Definition of sarcopenia
The EWGSOP recommends that sarcopenia be defined as low muscularity as well as loss of muscle strength or performance or both [1], necessitating advances in precisely measuring muscle mass. The authors correctly indicate that we did not measure muscle strength/performance. However, our study was performed on critically injured, older trauma patients at the time of admission, prohibiting any meaningful assessment of muscle strength. We present a novel approach that is highly accessible and practical as CT scans are frequently performed as part of routine care for the injured patient. Our aim goes beyond categorizing sarcopenic versus non-sarcopenic patients to show differences in various clinical outcomes (note that muscle, as a continuous variable, is also associated with mortality) [2]. Our ultimate goal is to identify vulnerable patients who require specific nutritional or rehabilitative intervention and assess success or failure of this intervention by using CT. CT imaging is one of a few modalities that measure muscle specifically and is far superior to body weight (most commonly used to measure nutritional status in the ICU). Single-slice CT images in the lumbar region (including L3) have been strongly associated with whole-body muscle volume by using MRI in healthy people [3] and DXA in a clinical population [4], indicating that lumbar muscle is representative of whole-body muscle.

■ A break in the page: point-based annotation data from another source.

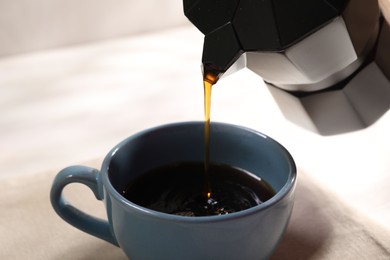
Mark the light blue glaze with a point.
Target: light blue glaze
(145, 234)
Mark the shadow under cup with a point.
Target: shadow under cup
(249, 234)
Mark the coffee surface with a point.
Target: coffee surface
(180, 189)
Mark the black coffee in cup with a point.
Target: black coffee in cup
(180, 189)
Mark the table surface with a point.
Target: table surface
(70, 105)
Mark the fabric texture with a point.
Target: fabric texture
(321, 226)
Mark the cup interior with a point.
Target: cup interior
(232, 145)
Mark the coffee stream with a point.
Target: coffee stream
(208, 81)
(198, 188)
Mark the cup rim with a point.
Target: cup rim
(283, 192)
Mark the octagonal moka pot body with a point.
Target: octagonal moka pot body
(326, 63)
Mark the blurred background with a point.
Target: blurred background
(77, 77)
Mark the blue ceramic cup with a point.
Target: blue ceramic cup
(146, 234)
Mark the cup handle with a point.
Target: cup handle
(77, 218)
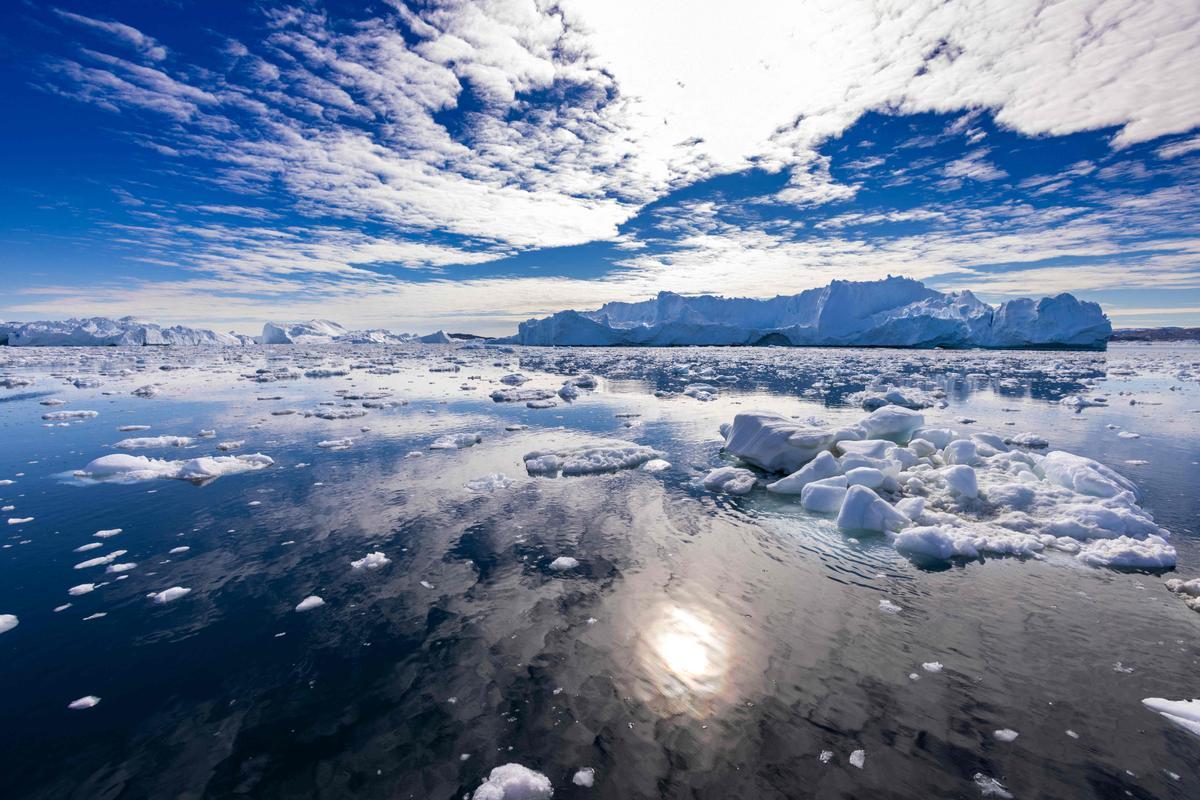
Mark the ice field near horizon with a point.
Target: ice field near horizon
(385, 571)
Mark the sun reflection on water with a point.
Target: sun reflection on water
(685, 656)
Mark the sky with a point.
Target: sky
(467, 166)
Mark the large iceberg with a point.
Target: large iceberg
(315, 331)
(894, 312)
(102, 331)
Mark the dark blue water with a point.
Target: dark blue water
(706, 647)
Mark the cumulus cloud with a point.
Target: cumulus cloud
(457, 132)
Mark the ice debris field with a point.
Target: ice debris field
(538, 549)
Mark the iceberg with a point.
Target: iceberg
(315, 331)
(102, 331)
(893, 312)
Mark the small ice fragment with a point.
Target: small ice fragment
(563, 563)
(990, 787)
(371, 561)
(310, 602)
(514, 782)
(167, 595)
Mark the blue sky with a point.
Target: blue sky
(471, 164)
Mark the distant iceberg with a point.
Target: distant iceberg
(310, 332)
(102, 331)
(894, 312)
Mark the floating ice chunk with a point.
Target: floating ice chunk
(1029, 440)
(371, 561)
(490, 482)
(778, 444)
(990, 787)
(65, 416)
(168, 595)
(1188, 589)
(1185, 714)
(869, 447)
(514, 782)
(730, 480)
(1084, 475)
(821, 467)
(825, 495)
(1123, 552)
(310, 602)
(139, 443)
(960, 451)
(891, 422)
(456, 441)
(521, 395)
(868, 476)
(120, 467)
(864, 510)
(563, 563)
(101, 560)
(591, 459)
(961, 480)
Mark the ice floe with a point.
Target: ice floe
(1185, 714)
(370, 561)
(588, 459)
(124, 468)
(514, 782)
(310, 602)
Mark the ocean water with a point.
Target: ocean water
(705, 645)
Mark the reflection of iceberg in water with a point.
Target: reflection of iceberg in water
(687, 659)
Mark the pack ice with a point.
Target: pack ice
(940, 494)
(893, 312)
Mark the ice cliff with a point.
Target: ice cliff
(893, 312)
(102, 331)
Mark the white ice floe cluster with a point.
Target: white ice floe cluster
(939, 493)
(1185, 714)
(124, 468)
(893, 312)
(589, 459)
(514, 782)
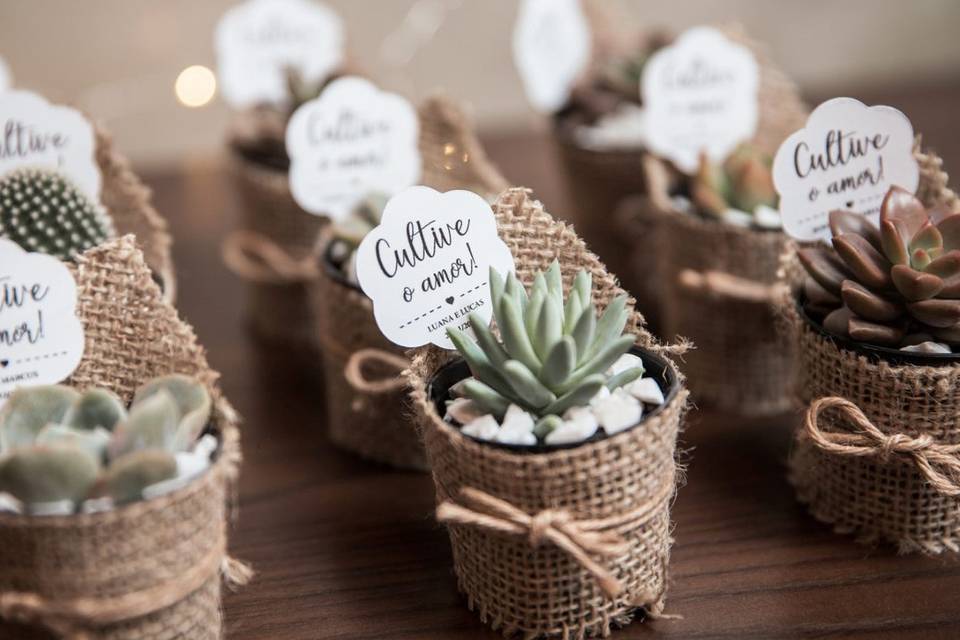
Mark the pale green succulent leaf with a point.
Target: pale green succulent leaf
(526, 385)
(624, 377)
(95, 408)
(485, 397)
(30, 409)
(560, 363)
(578, 395)
(48, 474)
(515, 337)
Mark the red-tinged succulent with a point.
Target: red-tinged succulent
(896, 285)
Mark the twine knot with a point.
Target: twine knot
(938, 463)
(582, 540)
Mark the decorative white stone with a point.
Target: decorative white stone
(927, 347)
(623, 128)
(517, 427)
(600, 396)
(463, 410)
(738, 218)
(579, 424)
(623, 363)
(618, 412)
(767, 217)
(646, 390)
(483, 428)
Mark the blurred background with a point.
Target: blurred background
(119, 59)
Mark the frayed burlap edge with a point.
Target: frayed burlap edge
(89, 584)
(363, 415)
(128, 201)
(534, 482)
(813, 489)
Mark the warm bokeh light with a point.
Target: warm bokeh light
(196, 85)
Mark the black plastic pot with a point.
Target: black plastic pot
(453, 372)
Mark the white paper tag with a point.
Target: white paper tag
(41, 338)
(6, 78)
(700, 95)
(551, 49)
(36, 133)
(259, 40)
(352, 140)
(426, 266)
(846, 157)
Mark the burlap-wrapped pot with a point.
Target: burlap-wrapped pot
(127, 200)
(716, 282)
(365, 392)
(566, 542)
(150, 569)
(877, 454)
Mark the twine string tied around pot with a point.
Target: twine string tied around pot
(583, 540)
(72, 618)
(939, 463)
(353, 372)
(719, 284)
(253, 256)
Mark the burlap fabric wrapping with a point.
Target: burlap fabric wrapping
(365, 392)
(717, 281)
(878, 454)
(571, 542)
(152, 569)
(127, 200)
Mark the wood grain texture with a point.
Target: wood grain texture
(349, 550)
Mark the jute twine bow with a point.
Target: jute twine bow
(353, 372)
(255, 257)
(939, 463)
(721, 284)
(73, 618)
(582, 540)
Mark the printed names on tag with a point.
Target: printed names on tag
(352, 140)
(846, 157)
(551, 49)
(36, 133)
(41, 338)
(259, 41)
(700, 96)
(426, 266)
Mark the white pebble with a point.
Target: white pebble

Computed tomography versus dual-energy x-ray absorptiometry
When CT and MRI are not available, DXA is recommended by the EWGSOP as an alternative method. DXA is not always available, accessible, practical, or feasible for critically injured patients. Transporting these patients for additional studies carries risk and does incur additional cost. Importantly, DXA measures lean body mass, which includes skeletal muscle as well as internal organs such as liver and spleen that may be confounding during critical illness. Isolating appendicular muscle is possible but requires some manual analysis and may introduce human error.